The project is being set up by the people responsible for coordinating with the BBC's Eastenders programme over a storyline involving a schizophrenic.
It is run by the National Schizophrenia Fellowship's (NSF) young people's project.
The website - called @ease - centres around the life stories of five young people with different mental health problems.
The scripts are written by people aged 16 to 24 which the project has encountered in its work.
Speaking young people's language
Gary Hogman of the young people's project said: "The key thing is that instead of official information which concentrates on the medical model and legislation - the cold facts of mental illness - which young people do not really respond to, we are trying to put things in terms they understand, such as feelings, experiences and behaviour.
"People can see themselves in the five characters and see they are not on their own and are quite normal.
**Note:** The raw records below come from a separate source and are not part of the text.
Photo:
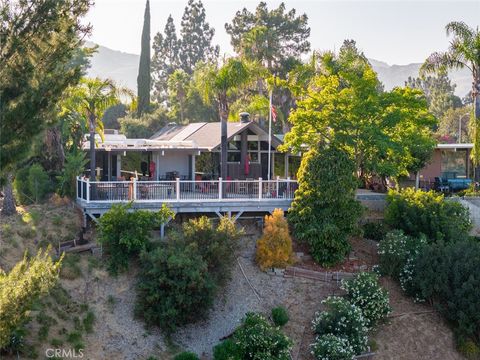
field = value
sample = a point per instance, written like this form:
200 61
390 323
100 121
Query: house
180 165
192 152
449 166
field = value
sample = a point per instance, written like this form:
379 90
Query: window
253 157
233 157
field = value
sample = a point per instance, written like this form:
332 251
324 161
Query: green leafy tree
463 52
324 212
165 59
178 85
454 125
386 133
36 66
88 101
275 38
144 77
439 92
126 233
216 84
196 37
29 279
269 36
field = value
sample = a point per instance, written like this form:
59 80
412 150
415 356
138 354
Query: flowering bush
342 319
365 292
331 347
394 251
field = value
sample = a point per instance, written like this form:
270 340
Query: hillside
123 67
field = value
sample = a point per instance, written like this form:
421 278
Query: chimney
244 117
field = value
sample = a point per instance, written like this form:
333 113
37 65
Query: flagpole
270 134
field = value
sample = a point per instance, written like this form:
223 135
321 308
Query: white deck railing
184 190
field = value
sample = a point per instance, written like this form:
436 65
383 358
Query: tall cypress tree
143 79
165 59
197 37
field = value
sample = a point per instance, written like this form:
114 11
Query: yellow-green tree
274 248
29 279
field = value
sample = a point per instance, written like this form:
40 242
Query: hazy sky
397 32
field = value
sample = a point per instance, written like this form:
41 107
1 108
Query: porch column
109 166
192 175
243 151
119 165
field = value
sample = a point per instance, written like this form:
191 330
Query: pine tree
36 66
196 33
165 59
143 79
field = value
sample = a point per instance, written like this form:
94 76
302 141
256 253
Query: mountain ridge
122 68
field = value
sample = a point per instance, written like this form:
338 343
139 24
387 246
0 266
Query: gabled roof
208 135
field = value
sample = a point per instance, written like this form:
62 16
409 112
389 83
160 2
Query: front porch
231 197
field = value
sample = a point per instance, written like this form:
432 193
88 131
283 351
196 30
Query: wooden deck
221 197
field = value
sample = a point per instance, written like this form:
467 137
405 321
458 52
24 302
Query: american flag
274 113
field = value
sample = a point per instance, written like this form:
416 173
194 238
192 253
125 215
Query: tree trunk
53 155
92 147
9 200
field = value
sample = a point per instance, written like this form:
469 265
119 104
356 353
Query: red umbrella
247 165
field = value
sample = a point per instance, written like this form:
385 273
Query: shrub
274 248
38 182
342 319
174 286
126 233
447 276
419 212
374 230
186 355
331 347
365 292
324 212
279 316
394 251
19 289
256 339
216 245
226 350
74 164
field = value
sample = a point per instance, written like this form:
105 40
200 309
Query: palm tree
217 84
464 52
89 100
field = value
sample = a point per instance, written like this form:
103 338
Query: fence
185 190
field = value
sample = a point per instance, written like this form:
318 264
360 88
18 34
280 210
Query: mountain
123 68
119 66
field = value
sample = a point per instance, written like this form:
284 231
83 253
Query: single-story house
192 152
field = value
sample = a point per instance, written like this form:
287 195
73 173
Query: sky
394 31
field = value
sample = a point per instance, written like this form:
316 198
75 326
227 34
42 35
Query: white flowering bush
365 292
331 347
394 251
342 319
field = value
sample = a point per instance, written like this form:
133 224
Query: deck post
134 185
278 188
177 187
260 188
81 188
220 188
88 190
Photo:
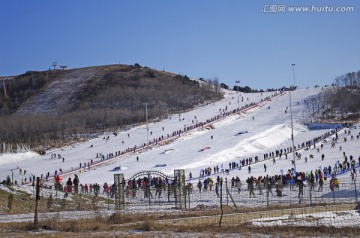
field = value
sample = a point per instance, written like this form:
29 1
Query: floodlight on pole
147 125
293 65
238 91
292 126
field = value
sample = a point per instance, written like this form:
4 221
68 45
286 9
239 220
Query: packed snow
254 131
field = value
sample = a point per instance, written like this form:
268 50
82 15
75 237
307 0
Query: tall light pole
293 65
147 125
292 126
238 89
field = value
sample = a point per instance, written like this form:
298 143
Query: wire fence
279 204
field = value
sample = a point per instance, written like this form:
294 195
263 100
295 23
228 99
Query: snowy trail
268 131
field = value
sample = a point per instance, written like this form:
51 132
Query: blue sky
231 40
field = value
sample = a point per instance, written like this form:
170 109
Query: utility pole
4 85
238 89
147 125
292 126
"It is not about the Mental Health Act or hospitals which can be the impression from other leaflets."
The website is up and running now and is being consumer-tested at colleges and job clubs around the country.
There will be a full launch in March 2000.
"It is a like a soap opera and we are hoping to add new characters as we go along to introduce different kinds of experiences," said Mr Hogman.
He was involved in advising the BBC on the plotline for Joe, the schizophrenic teenager who became a popular character on Eastenders.
Through Joe Wicks, played by Paul Nichols, the NSF and the BBC tried to raise awareness about schizophrenia and show that those affected were not freaks or necessarily a danger to others.
"We were very pleased with the results," said Mr Hogman. "It was the largest ever schizophrenia awareness initiative, reaching an audience of 10 million people three times a week.
"There is so much misinformation about schizophrenia with the media focusing on extreme cases.
"And Joe was a handsome young man, not a spotty loner. He showed that schizophrenia can happen to anyone and made it easier for people to talk about it."
The storyline has since been shown around the world and the NSF has been in contact with mental health organisations in other countries to brief them on how they can use it to raise awareness.
The NSF's young people's project helps young people with mental health problems find work or get training and runs advocacy and advice projects as well as day centres holding art therapy and other forms of therapy.
The Mental Health Foundation recently published a report which stated that young people's mental health needs were being ignored.
It estimates one in five young people has a mental illness.